El acusado, César Duarte, quien dirigió la entidad entre 2010 y 2016, enfrenta ahora la posibilidad de ser vinculado a un proceso que puede culminar en una condena de prisión. La Fiscalía General de la República presentó alrededor de 120 piezas de evidencia, entre análisis financieros, entrevistas y documentos internos, que apuntan a una supuesta desviación de fondos provenientes de la Secretaría de Hacienda de Chihuahua.
La Fiscalía sostiene que Duarte habría canalizado esos recursos a través de dos empresas agrícolas, generando una brecha contable de más de 73 millones de pesos. La investigación federal también se vincula a una acusación de peculado que ya se había iniciado en el propio estado, lo que sugiere una red de corrupción de larga data.

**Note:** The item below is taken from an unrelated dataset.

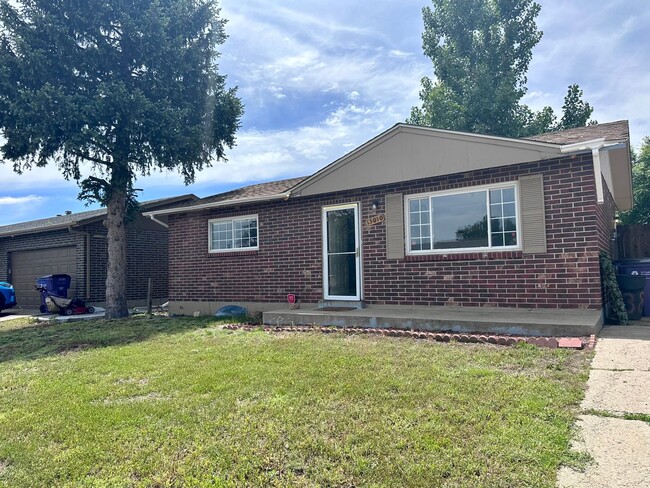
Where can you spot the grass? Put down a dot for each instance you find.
(181, 402)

Tras la audiencia, la jueza federal decretó prisión preventiva justificada, una medida que, según las autoridades, busca evitar que el ex mandatario obstaculice las investigaciones debido a su influencia y contactos. Se espera que Duarte permanezca en un penal de máxima seguridad hasta que los tribunales decidan si procede o no su vinculación al proceso.
El historial de Duarte en el ámbito penal no es nuevo. En julio de 2020 fue detenido en Miami, Florida, y pasó dos años en custodia antes de ser extraditado a México el 2 de junio de 2022. Su captura se realizó bajo una orden de aprehensión por el delito de operaciones con recursos de procedencia ilícita, y se le había acusado de malversación de fondos públicos por más de 6.5 millones de pesos.
Este caso, que ha sido objeto de cobertura constante en medios nacionales, se encuentra en una fase crítica. Se prevé que la corte resuelva la situación jurídica de Duarte a finales de la semana, lo que determinará si se le vincula a un proceso penal o si se le libera bajo ciertas condiciones.